Die Berufung der Klägerin gegen das Urteil des Sozialgerichts Dortmund vom 29.07.2011 wird zurückgewiesen. Die Klägerin trägt auch die Kosten des Berufungsverfahrens. Die Revision wird nicht zugelassen.
Tatbestand:
Die Klägerin wendet sich im Rahmen einer Fortsetzungsfeststellungsklage gegen die Beendigung ihrer Zulassung zum 30.06.2007 wegen Vollendung des 68. Lebensjahres.
Die am 00.00.1939 geborene Klägerin war seit dem 01.04.1974 in I als selbständige Zahnärztin zur vertragsärztlichen Versorgung zugelassen. Im April 2007 hat sie ihr 68. Lebensjahr vollendet.
Zu Beginn des Jahres 2007 wandte sie sich an den Zulassungsausschuss der Kassenärztlichen Vereinigung Westfalen Lippe (ZA), um eine Verlängerung ihrer Zulassung zu vertragsärztlichen Tätigkeit zu erreichen.

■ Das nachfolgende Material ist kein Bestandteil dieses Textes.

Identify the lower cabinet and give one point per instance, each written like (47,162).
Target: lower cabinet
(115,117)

Gegen dessen ablehnende Entscheidung vom 25.04.2007 legte die Klägerin am 02.05.2007 Widerspruch ein und beantragte, sie über den 30.06.2007 hinaus zur vertragszahnärztlichen Versorgung zuzulassen. Bei der Richtlinie 2000/78/EG und demgemäß bei dem hierauf beruhenden Allgemeinen Gleichbehandlungsgesetz (AGG) handele es sich um höherrangiges Recht, das dem nationalen Recht vorgehe und nach der Entscheidung des Europäischen Gerichtshofes (EuGH) vom 20.11.2005 (Mangold) zur Unanwendbarkeit diskriminierender Normen führe. Im Übrigen verstoße § 95 Abs. 7 Fünftes Buch Sozialgesetzbuch (SGB V) aber auch gegen Art. 14 des Grundgesetzes (GG): Da etwa 90 % der Bevölkerung gesetzlich krankenversichert sei, seien die niedergelassenen Zahn-/Ärzte zur Ausübung ihres Berufes regelmäßig auf die Zulassung zur vertragsärztlichen Versorgung angewiesen, so dass die Zulassung als geschütztes Eigentum anzusehen sei.

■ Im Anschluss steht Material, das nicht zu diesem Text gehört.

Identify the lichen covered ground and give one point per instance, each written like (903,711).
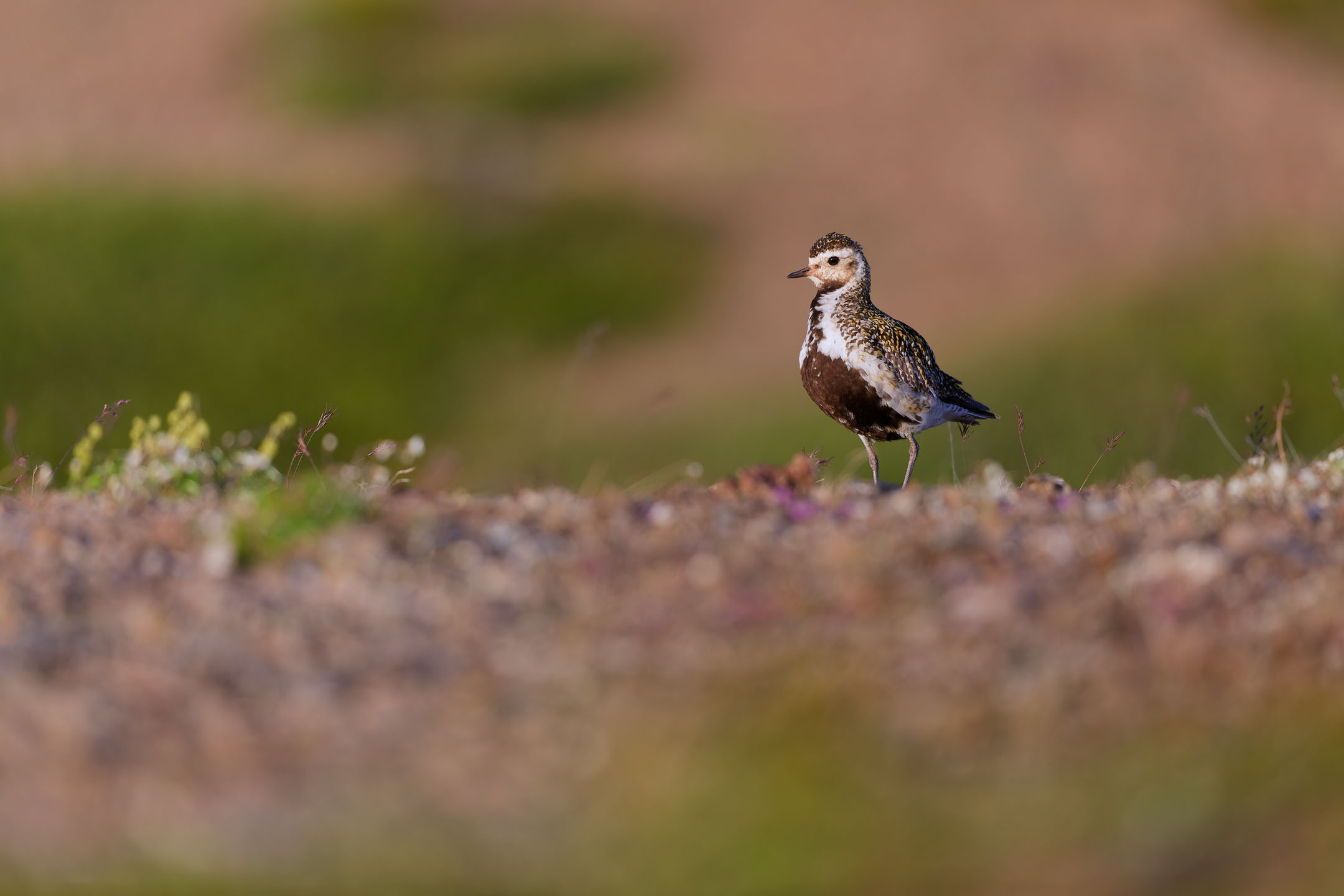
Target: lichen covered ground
(768,684)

Am 07.05.2007 stellte die Klägerin beim Sozialgericht (SG) Dortmund den Antrag, den Beklagten im Wege des einstweiligen Rechtsschutzes zu verpflichten, sie zumindest für zwei weitere Jahre zur vertragszahnärztlichen Versorgung zuzulassen (S 16 KA 77/07 ER). Mit Beschluss vom 06.06.2007 wurde der Antrag abgelehnt. Die hiergegen gerichtete Beschwerde blieb ebenfalls erfolglos (Beschluss des erkennenden Senates vom 18.09.2007 – L 11 B 17/07 KA ER -).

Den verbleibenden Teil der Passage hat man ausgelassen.